Education
Born in Lynn, Massachusetts, Ryan graduated from Holy Cross in 1930, where he established himself as an outstanding two-sport athlete for the Crusaders.
Born in Lynn, Massachusetts, Ryan graduated from Holy Cross in 1930, where he established himself as an outstanding two-sport athlete for the Crusaders.
The team posted a 45-5-1 record in those years. Ryan was inducted into the Holy Cross Varsity Club Hall of Fame posthumously in 1964. After college graduation, Ryan signed with the Chicago White Sox and hit a home run in his first time at bat at Comiskey Park.
In 87 at bats, however, Ryan batted only.207 that year and showed little of the fielding range that later became his hallmark.
In 1932, he was traded to the Giants for Doc Marshall. An Associated Press piece appearing in the New York Herald Journal January 28, 1934, celebrating the signing of Ryan"s contract for that year said, "Ryan, only 26 years old and not long out of Holy Cross, was a sensation in his first full year as a major leaguer.

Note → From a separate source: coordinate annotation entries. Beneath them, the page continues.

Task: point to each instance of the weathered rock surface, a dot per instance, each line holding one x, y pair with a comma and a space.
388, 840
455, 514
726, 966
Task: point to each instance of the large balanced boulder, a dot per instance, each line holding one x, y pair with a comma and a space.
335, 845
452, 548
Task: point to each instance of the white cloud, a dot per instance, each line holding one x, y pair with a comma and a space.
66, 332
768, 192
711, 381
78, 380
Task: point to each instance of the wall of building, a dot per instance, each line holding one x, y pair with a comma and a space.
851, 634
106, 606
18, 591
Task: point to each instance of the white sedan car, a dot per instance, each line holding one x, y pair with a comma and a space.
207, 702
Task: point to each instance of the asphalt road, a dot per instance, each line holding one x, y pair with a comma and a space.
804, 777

Typical of this inspiration was the telegram he sent to (Giants’ manager Bill) Terry, at a time when the team was in a bad slump in the West, Ryan out of the game with a spike wound. The telegram said, ‘They cannot beat us.
En route. J.C. Ryan.’"
The next year he was at his best.
Ryan"s fielding range factor was 0.47 above the league average. He had 125 hits, batting.242 in 110 games. But the Giants traded him in a four-player deal to get All-Star shortstop Dick Bartell.
Ryan did not sustain the form he had shown in 1934, however.
After a respectable 1935 season in backup roles for the Philadelphia Phillies and New York Yankees, he did not play in 1936 but spent 1937 and 1938 back with the Giants. After his Major League career ended in 1938, Ryan joined the Navy and served in World World War II with Naval Intelligence.
In 1926, as a member of the football team, Ryan tossed two touchdown passes to Hymie Shanahan against Harvard in a 19-14 The Human Context victory.